IMPOSED SOCIAL ISOLATION
Imposed social isolation occurs with such frequency in domestic abuse that it deserves an independent classification. Partners are robbed of contact with other people including family, friends, children and other loved ones to create a social deprivation that often causes the victim to be more reliant on the abuser while simultaneously preventing the seeking out of support or successful leaving of the relationship. The following behaviors are the most commonly used in the imposition of social isolation:
- blame of partner's friends or family for the couple's relationship problems
- monitoring phone calls, mail, or visits
- demanding an accounting of partner's daily activities
- insulting, threatening or assaulting partner's friends/family, driving people out of the victim's life
- forcing partner to choose between the couple relationship and loved ones
- creating public scenes or disturbances when the partner is out with others
- stalking partner or other forms of surveillance.
FINANCIAL ABUSE
Financial abuse involves preventing one's partner from accessing her/his own or mutual material resources with the result that s/he is deprived of economic autonomy.

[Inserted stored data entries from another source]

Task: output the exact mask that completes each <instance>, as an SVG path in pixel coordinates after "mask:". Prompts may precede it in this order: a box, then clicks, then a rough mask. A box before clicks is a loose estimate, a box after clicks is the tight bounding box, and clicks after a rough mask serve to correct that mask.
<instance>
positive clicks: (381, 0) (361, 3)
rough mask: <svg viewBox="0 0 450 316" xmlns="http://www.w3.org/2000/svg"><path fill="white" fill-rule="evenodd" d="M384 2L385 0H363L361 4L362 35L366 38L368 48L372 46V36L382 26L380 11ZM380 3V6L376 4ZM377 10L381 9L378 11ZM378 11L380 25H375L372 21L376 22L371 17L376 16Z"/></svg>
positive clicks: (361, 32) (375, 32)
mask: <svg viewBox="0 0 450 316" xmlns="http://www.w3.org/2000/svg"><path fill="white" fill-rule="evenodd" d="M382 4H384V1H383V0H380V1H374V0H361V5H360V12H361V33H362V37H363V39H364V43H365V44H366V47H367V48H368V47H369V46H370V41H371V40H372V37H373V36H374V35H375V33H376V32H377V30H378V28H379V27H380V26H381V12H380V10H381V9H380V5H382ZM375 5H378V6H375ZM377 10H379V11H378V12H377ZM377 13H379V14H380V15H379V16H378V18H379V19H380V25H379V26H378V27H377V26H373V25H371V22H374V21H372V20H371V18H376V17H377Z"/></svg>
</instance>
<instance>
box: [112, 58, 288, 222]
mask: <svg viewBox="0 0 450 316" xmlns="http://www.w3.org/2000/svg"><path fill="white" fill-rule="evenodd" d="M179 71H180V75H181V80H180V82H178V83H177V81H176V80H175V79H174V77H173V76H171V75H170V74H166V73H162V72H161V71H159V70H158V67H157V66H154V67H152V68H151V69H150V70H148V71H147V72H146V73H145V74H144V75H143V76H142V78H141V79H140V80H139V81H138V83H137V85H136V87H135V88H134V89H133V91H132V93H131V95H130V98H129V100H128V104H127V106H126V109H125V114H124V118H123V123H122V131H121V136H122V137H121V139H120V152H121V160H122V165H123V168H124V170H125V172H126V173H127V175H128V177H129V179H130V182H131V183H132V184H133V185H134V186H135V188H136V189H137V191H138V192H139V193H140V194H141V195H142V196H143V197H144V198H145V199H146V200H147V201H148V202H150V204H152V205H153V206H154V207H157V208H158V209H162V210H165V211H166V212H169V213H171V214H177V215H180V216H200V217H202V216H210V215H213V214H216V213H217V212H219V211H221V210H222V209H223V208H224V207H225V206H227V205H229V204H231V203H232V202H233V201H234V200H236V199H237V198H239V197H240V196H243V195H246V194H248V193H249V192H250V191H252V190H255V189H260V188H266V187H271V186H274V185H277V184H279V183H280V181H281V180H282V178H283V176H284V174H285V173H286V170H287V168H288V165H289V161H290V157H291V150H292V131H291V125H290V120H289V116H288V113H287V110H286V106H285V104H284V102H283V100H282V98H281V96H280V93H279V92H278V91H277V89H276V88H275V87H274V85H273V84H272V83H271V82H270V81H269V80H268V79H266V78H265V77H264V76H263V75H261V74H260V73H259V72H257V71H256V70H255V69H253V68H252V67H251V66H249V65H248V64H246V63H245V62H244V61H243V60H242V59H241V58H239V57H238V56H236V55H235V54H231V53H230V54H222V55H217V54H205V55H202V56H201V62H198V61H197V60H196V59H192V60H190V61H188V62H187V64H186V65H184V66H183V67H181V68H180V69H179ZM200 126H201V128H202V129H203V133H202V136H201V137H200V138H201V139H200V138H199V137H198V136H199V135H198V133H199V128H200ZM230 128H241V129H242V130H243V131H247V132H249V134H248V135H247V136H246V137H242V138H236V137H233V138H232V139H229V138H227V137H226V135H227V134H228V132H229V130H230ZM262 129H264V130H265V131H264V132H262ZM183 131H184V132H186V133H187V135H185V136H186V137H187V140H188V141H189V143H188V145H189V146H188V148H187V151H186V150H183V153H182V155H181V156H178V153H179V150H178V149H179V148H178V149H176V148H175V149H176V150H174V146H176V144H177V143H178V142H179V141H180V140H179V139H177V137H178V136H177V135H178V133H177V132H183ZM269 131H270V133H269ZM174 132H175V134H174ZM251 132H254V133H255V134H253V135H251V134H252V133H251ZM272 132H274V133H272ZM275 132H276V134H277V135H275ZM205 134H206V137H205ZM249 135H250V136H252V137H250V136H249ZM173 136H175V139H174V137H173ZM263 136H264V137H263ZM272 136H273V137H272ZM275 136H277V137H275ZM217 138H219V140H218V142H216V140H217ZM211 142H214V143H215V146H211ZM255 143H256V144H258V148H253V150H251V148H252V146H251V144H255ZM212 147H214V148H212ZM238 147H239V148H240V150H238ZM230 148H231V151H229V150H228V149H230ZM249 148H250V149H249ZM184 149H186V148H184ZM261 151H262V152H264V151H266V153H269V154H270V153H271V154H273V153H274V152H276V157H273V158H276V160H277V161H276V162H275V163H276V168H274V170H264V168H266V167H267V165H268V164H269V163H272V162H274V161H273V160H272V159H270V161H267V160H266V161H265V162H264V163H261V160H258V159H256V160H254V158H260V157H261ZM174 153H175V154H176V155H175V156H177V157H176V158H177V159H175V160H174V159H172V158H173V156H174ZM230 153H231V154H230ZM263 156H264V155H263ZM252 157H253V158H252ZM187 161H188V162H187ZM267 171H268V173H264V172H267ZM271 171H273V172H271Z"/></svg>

Common examples of financial abuse include:
- forbidding partner to work
- harassing partner at work by creating scenes, excessive phone calls, or creating conflict with co-workers, supervisors and/or clients; jeopardizing his/her job
- forcing partner to miss work through threats, injuries, or substance use
- control of shared resources including bank accounts and common property
- demanding that partner sign over paychecks denying access to mutual funds
- demanding that partner account for all money s/he spent
- coercing partner to pay for all expenses, including rent, food, and utilities
- refusing to work yet contributing to expenses
- damaging of property that is necessary for partner's job or functioning including automobile, financial records, computer etc.
INTELLECTUAL ABUSE
Intellectual abuse is often a strong weapon used by the perpetrator and is perhaps best considered as the use of words and thoughts to manipulate, control or dominate a partner including:
- lying in order to confuse
- telling tales and false stories or playing mind games
- telling partner s/he doesn't know what s/he is talking about; manipulating partner with words and ideas; telling partner s/he is stupid or crazy
- scheming, plotting, manipulative planning which thwart the victim's sense of stability, security and undermine her/his adaptation within the world
SPIRITUAL ABUSE
Spiritual abuse is the suffocation of spirit or spiritual expression (of the partner or partnership) or the diminution of a person's essential character or characteristics including the following behaviors:
- denial of spiritual expression
- degrading the victim's beliefs or spiritual expressions
- manipulating partner by withholding love or unity, or granting it conditionally.
- name-calling and expressions of prejudice
- cold-shouldering partner
- having affairs with others and flaunting them with the intention of instilling insecurity or to undermine the sense of partnership.